The x-intercept of a linear equation is the point where the graph of the equation crosses the x-axis. At this point, the value of y is always zero. In simple terms, it represents the value of x when y equals zero. For example, in our exercise, the x-intercept is given as (-5,0). This means that when y = 0, the corresponding value of x is -5. Understanding this concept is crucial, as it provides one of the points needed to describe the line on a graph. Knowing the x-intercept helps in sketching the graph and establishing the characteristics of the linear equation.

The y-intercept of a linear equation is where the graph intersects the y-axis. At this point, the value of x is zero. Essentially, it tells us the y-value when x equals zero. For the linear equation in our problem, the y-intercept is (0,4). This indicates that w hen x is 0, the y-value is 4, meaning the line touches the y-axis at point 4. Recognizing the y-intercept is important as it often serves as the starting point when graphing a line, and is directly used when writing the equation of the line in slope-intercept form.

The slope-intercept form of a linear equation is written as \( y = mx + b \), where \( m \) represents the slope of the line, and \( b \) is the y-intercept.
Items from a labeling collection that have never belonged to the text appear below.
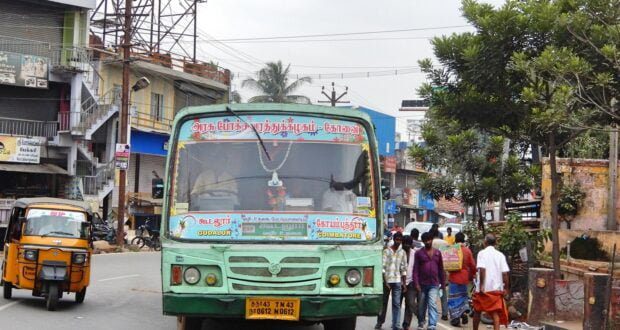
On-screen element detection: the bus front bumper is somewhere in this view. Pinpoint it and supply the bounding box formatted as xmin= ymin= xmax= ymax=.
xmin=163 ymin=293 xmax=383 ymax=321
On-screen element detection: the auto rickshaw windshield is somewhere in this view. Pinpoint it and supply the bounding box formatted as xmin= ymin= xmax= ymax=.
xmin=24 ymin=209 xmax=89 ymax=238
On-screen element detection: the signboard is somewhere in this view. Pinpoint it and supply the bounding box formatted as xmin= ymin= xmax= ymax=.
xmin=170 ymin=212 xmax=377 ymax=241
xmin=381 ymin=156 xmax=396 ymax=173
xmin=0 ymin=136 xmax=41 ymax=164
xmin=0 ymin=52 xmax=49 ymax=88
xmin=114 ymin=143 xmax=131 ymax=170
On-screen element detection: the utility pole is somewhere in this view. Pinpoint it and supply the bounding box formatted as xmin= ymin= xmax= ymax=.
xmin=318 ymin=82 xmax=349 ymax=107
xmin=607 ymin=124 xmax=618 ymax=230
xmin=116 ymin=0 xmax=133 ymax=246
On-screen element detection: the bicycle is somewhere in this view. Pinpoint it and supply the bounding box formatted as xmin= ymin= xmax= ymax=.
xmin=131 ymin=221 xmax=161 ymax=251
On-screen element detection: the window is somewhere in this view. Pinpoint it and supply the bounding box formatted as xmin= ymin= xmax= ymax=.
xmin=151 ymin=93 xmax=164 ymax=121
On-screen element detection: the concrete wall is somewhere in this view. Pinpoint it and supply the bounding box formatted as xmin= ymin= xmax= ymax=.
xmin=545 ymin=229 xmax=620 ymax=260
xmin=541 ymin=159 xmax=620 ymax=231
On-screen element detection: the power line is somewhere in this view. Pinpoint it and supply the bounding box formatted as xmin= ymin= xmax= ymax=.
xmin=206 ymin=25 xmax=471 ymax=42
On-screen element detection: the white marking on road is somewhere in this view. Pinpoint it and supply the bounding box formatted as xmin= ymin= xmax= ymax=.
xmin=0 ymin=300 xmax=22 ymax=311
xmin=99 ymin=274 xmax=140 ymax=282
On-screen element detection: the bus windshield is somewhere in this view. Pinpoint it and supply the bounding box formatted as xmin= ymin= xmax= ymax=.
xmin=169 ymin=115 xmax=377 ymax=241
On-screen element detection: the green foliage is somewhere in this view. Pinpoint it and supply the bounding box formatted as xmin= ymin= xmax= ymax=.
xmin=241 ymin=61 xmax=312 ymax=104
xmin=558 ymin=183 xmax=586 ymax=221
xmin=560 ymin=131 xmax=609 ymax=159
xmin=493 ymin=213 xmax=551 ymax=261
xmin=570 ymin=235 xmax=610 ymax=261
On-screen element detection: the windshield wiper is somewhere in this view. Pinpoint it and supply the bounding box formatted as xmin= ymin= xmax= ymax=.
xmin=41 ymin=231 xmax=73 ymax=237
xmin=226 ymin=106 xmax=271 ymax=161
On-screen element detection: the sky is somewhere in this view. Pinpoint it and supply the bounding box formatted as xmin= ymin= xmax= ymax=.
xmin=193 ymin=0 xmax=504 ymax=131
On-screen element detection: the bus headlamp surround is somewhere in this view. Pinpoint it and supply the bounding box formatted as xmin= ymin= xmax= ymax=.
xmin=24 ymin=250 xmax=39 ymax=261
xmin=344 ymin=269 xmax=362 ymax=286
xmin=183 ymin=267 xmax=200 ymax=285
xmin=329 ymin=274 xmax=340 ymax=286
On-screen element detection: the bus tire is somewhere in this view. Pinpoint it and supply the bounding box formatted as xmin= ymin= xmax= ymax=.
xmin=323 ymin=317 xmax=357 ymax=330
xmin=177 ymin=316 xmax=204 ymax=330
xmin=2 ymin=282 xmax=13 ymax=299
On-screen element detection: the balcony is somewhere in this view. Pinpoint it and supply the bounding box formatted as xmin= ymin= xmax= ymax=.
xmin=0 ymin=117 xmax=58 ymax=139
xmin=0 ymin=35 xmax=92 ymax=72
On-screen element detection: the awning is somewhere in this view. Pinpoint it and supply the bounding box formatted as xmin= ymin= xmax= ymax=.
xmin=439 ymin=212 xmax=456 ymax=219
xmin=0 ymin=163 xmax=69 ymax=175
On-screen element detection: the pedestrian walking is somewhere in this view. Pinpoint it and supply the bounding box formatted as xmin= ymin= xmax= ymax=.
xmin=448 ymin=232 xmax=476 ymax=327
xmin=473 ymin=234 xmax=510 ymax=330
xmin=413 ymin=233 xmax=446 ymax=330
xmin=375 ymin=232 xmax=407 ymax=330
xmin=403 ymin=236 xmax=424 ymax=330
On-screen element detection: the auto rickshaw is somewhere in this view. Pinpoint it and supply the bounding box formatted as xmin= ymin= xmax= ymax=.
xmin=2 ymin=198 xmax=93 ymax=311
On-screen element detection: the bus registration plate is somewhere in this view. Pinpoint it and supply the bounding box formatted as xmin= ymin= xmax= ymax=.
xmin=245 ymin=297 xmax=300 ymax=321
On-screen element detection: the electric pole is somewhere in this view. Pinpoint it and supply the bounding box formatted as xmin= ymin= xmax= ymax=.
xmin=116 ymin=0 xmax=133 ymax=246
xmin=318 ymin=82 xmax=349 ymax=107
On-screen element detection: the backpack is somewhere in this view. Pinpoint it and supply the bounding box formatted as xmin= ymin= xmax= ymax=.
xmin=439 ymin=244 xmax=463 ymax=272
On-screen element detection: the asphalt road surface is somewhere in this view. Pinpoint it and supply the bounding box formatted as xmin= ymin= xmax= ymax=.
xmin=0 ymin=252 xmax=468 ymax=330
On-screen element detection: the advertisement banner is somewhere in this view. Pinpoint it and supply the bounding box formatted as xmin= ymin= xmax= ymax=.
xmin=179 ymin=115 xmax=368 ymax=143
xmin=170 ymin=212 xmax=377 ymax=241
xmin=0 ymin=52 xmax=49 ymax=88
xmin=114 ymin=143 xmax=131 ymax=170
xmin=0 ymin=136 xmax=41 ymax=164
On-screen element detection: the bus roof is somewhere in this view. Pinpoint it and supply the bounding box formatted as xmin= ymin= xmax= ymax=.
xmin=174 ymin=103 xmax=372 ymax=124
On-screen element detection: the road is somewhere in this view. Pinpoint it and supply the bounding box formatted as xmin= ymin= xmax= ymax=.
xmin=0 ymin=252 xmax=468 ymax=330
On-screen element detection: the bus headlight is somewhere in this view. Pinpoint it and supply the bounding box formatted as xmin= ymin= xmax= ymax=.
xmin=329 ymin=274 xmax=340 ymax=286
xmin=183 ymin=267 xmax=200 ymax=284
xmin=24 ymin=250 xmax=39 ymax=261
xmin=344 ymin=269 xmax=362 ymax=286
xmin=73 ymin=253 xmax=86 ymax=264
xmin=205 ymin=273 xmax=217 ymax=286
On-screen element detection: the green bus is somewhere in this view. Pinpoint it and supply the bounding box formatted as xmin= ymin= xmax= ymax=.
xmin=161 ymin=103 xmax=383 ymax=330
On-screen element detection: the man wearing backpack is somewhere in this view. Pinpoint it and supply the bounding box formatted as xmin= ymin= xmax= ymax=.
xmin=448 ymin=232 xmax=476 ymax=327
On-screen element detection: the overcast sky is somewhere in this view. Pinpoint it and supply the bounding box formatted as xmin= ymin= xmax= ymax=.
xmin=198 ymin=0 xmax=504 ymax=127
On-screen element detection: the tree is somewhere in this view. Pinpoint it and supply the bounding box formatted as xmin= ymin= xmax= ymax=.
xmin=419 ymin=0 xmax=604 ymax=276
xmin=408 ymin=120 xmax=534 ymax=230
xmin=241 ymin=61 xmax=312 ymax=104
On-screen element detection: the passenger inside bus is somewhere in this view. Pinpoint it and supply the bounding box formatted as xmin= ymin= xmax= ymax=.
xmin=175 ymin=141 xmax=370 ymax=213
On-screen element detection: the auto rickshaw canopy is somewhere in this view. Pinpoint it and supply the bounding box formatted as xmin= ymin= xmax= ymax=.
xmin=13 ymin=197 xmax=93 ymax=216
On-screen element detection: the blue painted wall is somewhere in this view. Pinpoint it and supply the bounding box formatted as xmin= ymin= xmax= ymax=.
xmin=358 ymin=107 xmax=396 ymax=156
xmin=130 ymin=130 xmax=169 ymax=156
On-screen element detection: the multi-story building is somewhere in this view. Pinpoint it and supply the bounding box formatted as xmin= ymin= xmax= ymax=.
xmin=0 ymin=0 xmax=230 ymax=221
xmin=99 ymin=52 xmax=230 ymax=224
xmin=0 ymin=0 xmax=100 ymax=219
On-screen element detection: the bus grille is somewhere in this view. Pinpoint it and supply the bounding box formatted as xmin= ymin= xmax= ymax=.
xmin=228 ymin=256 xmax=321 ymax=282
xmin=233 ymin=283 xmax=316 ymax=291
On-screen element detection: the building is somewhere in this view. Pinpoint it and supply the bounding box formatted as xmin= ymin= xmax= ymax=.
xmin=0 ymin=0 xmax=99 ymax=220
xmin=99 ymin=52 xmax=230 ymax=224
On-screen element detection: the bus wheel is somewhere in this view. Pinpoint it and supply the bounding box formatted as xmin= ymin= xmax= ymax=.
xmin=177 ymin=316 xmax=203 ymax=330
xmin=2 ymin=282 xmax=13 ymax=299
xmin=323 ymin=317 xmax=357 ymax=330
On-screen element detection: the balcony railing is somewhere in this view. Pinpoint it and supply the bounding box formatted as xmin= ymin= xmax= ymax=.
xmin=0 ymin=35 xmax=92 ymax=71
xmin=0 ymin=117 xmax=58 ymax=138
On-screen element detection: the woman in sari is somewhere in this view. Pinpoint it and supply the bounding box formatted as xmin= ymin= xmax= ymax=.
xmin=448 ymin=232 xmax=476 ymax=327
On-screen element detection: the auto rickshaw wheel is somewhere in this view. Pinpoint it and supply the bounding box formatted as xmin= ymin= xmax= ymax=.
xmin=46 ymin=282 xmax=58 ymax=311
xmin=2 ymin=282 xmax=13 ymax=299
xmin=75 ymin=288 xmax=86 ymax=304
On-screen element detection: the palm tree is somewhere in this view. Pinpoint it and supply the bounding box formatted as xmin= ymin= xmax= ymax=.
xmin=241 ymin=61 xmax=312 ymax=104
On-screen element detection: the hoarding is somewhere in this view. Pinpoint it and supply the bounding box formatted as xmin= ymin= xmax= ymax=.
xmin=0 ymin=52 xmax=49 ymax=88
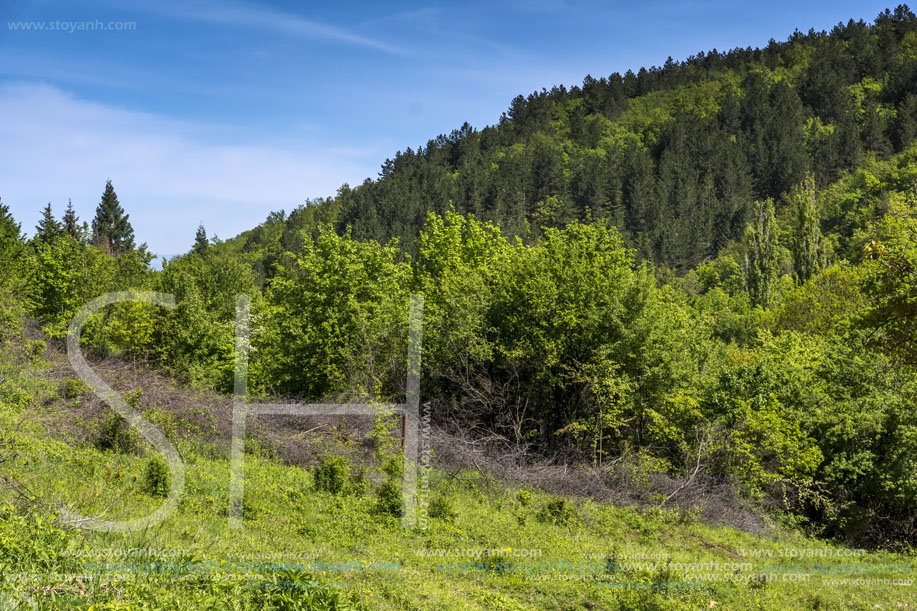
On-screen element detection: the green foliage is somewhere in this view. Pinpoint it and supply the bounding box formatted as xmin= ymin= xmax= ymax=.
xmin=427 ymin=494 xmax=458 ymax=522
xmin=537 ymin=497 xmax=579 ymax=526
xmin=143 ymin=454 xmax=170 ymax=497
xmin=252 ymin=228 xmax=410 ymax=398
xmin=374 ymin=478 xmax=401 ymax=518
xmin=92 ymin=180 xmax=135 ymax=255
xmin=312 ymin=456 xmax=350 ymax=494
xmin=743 ymin=199 xmax=779 ymax=307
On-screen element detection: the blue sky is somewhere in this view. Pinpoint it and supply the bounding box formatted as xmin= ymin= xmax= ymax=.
xmin=0 ymin=0 xmax=893 ymax=253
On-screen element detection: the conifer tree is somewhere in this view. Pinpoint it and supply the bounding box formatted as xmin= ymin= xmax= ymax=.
xmin=194 ymin=223 xmax=210 ymax=255
xmin=0 ymin=200 xmax=23 ymax=268
xmin=61 ymin=199 xmax=80 ymax=238
xmin=35 ymin=202 xmax=64 ymax=244
xmin=92 ymin=180 xmax=134 ymax=255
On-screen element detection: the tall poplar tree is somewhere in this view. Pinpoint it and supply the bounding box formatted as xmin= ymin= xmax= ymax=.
xmin=744 ymin=198 xmax=779 ymax=307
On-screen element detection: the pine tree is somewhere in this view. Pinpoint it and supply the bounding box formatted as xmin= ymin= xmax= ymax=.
xmin=194 ymin=223 xmax=210 ymax=255
xmin=744 ymin=198 xmax=779 ymax=307
xmin=35 ymin=202 xmax=64 ymax=244
xmin=0 ymin=201 xmax=23 ymax=268
xmin=61 ymin=199 xmax=80 ymax=238
xmin=92 ymin=180 xmax=134 ymax=255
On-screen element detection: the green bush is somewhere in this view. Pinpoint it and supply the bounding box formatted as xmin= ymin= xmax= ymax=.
xmin=60 ymin=378 xmax=89 ymax=401
xmin=95 ymin=414 xmax=140 ymax=453
xmin=312 ymin=456 xmax=350 ymax=494
xmin=143 ymin=454 xmax=170 ymax=497
xmin=427 ymin=494 xmax=458 ymax=522
xmin=374 ymin=479 xmax=401 ymax=518
xmin=537 ymin=498 xmax=579 ymax=526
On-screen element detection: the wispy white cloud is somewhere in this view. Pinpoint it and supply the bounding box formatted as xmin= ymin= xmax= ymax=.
xmin=135 ymin=1 xmax=406 ymax=55
xmin=0 ymin=83 xmax=378 ymax=253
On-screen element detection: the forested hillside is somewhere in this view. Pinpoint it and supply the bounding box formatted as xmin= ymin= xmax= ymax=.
xmin=225 ymin=6 xmax=917 ymax=273
xmin=0 ymin=6 xmax=917 ymax=608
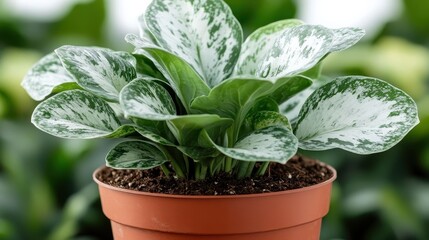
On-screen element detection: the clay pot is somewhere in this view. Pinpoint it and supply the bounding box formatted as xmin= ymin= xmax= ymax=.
xmin=93 ymin=167 xmax=336 ymax=240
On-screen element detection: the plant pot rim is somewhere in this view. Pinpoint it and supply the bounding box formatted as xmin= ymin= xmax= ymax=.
xmin=92 ymin=162 xmax=337 ymax=199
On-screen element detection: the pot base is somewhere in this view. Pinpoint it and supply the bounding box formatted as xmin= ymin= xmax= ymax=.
xmin=111 ymin=219 xmax=322 ymax=240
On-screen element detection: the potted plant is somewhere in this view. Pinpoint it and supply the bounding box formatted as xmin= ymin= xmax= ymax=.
xmin=22 ymin=0 xmax=419 ymax=240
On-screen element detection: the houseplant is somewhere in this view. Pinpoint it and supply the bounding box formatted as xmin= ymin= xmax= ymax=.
xmin=23 ymin=0 xmax=418 ymax=239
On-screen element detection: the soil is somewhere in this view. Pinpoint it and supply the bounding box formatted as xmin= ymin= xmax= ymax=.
xmin=97 ymin=156 xmax=333 ymax=195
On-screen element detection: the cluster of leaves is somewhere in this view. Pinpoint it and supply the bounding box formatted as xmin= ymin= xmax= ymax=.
xmin=22 ymin=0 xmax=418 ymax=179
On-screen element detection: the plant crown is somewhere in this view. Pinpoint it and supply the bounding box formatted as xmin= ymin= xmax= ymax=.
xmin=22 ymin=0 xmax=419 ymax=179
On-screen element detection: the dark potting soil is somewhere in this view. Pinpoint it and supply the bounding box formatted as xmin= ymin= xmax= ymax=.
xmin=97 ymin=156 xmax=333 ymax=195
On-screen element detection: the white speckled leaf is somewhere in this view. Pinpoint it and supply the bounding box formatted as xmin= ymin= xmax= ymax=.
xmin=295 ymin=76 xmax=419 ymax=154
xmin=145 ymin=0 xmax=243 ymax=87
xmin=119 ymin=78 xmax=176 ymax=121
xmin=233 ymin=19 xmax=303 ymax=76
xmin=55 ymin=46 xmax=137 ymax=102
xmin=204 ymin=126 xmax=298 ymax=163
xmin=235 ymin=25 xmax=363 ymax=78
xmin=106 ymin=141 xmax=168 ymax=169
xmin=279 ymin=78 xmax=332 ymax=123
xmin=31 ymin=90 xmax=121 ymax=139
xmin=21 ymin=53 xmax=75 ymax=101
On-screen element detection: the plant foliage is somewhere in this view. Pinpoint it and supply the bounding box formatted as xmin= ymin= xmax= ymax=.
xmin=22 ymin=0 xmax=419 ymax=179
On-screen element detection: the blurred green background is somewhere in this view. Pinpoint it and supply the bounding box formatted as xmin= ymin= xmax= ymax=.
xmin=0 ymin=0 xmax=429 ymax=240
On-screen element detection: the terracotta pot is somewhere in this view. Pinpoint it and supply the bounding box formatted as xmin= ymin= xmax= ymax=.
xmin=93 ymin=167 xmax=336 ymax=240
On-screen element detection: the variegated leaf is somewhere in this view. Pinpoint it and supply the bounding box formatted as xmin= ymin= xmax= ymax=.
xmin=279 ymin=77 xmax=333 ymax=124
xmin=106 ymin=141 xmax=168 ymax=169
xmin=132 ymin=47 xmax=210 ymax=114
xmin=295 ymin=76 xmax=419 ymax=154
xmin=236 ymin=25 xmax=363 ymax=78
xmin=119 ymin=78 xmax=176 ymax=121
xmin=233 ymin=19 xmax=303 ymax=76
xmin=145 ymin=0 xmax=243 ymax=87
xmin=21 ymin=53 xmax=77 ymax=101
xmin=201 ymin=126 xmax=298 ymax=163
xmin=55 ymin=46 xmax=137 ymax=102
xmin=31 ymin=90 xmax=124 ymax=139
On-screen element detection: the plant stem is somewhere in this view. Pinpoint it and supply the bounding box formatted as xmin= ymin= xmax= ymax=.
xmin=195 ymin=161 xmax=208 ymax=180
xmin=256 ymin=162 xmax=270 ymax=176
xmin=237 ymin=161 xmax=250 ymax=179
xmin=225 ymin=157 xmax=232 ymax=173
xmin=161 ymin=164 xmax=170 ymax=177
xmin=245 ymin=162 xmax=256 ymax=177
This form is very straightforward and efficient for graphing. In this format, you can easily see both where the line will cross the y-axis (the y-intercept) and how steep the line will be (the slope). Our example equation from the exercise becomes \( y = \frac{4}{5}x + 4 \), where 4 is the y-intercept and \( \frac{4}{5} \) is the slope. This form helps quickly identify the line's characteristics without plotting points one by one.

The slope of a line indicates how steep the line is and the direction in which it moves. You can calculate the slope using the formula \( m = \frac{y_2 - y_1}{x_2 - x_1} \). It is essentially the 'rise over run' between two points on a line. In this exercise, the two points (-5,0) and (0,4) are the x-intercept and y-intercept, respectively. Plugging these points into the formula gives \( m = \frac{4 - 0}{0 - (-5)} = \frac{4}{5} \). Thus, the slope of the line is \( \frac{4}{5} \), signifying it rises 4 units for every 5 units it runs. Understanding slope calculations is vital for determining how to draw the line accurately and construct its equation.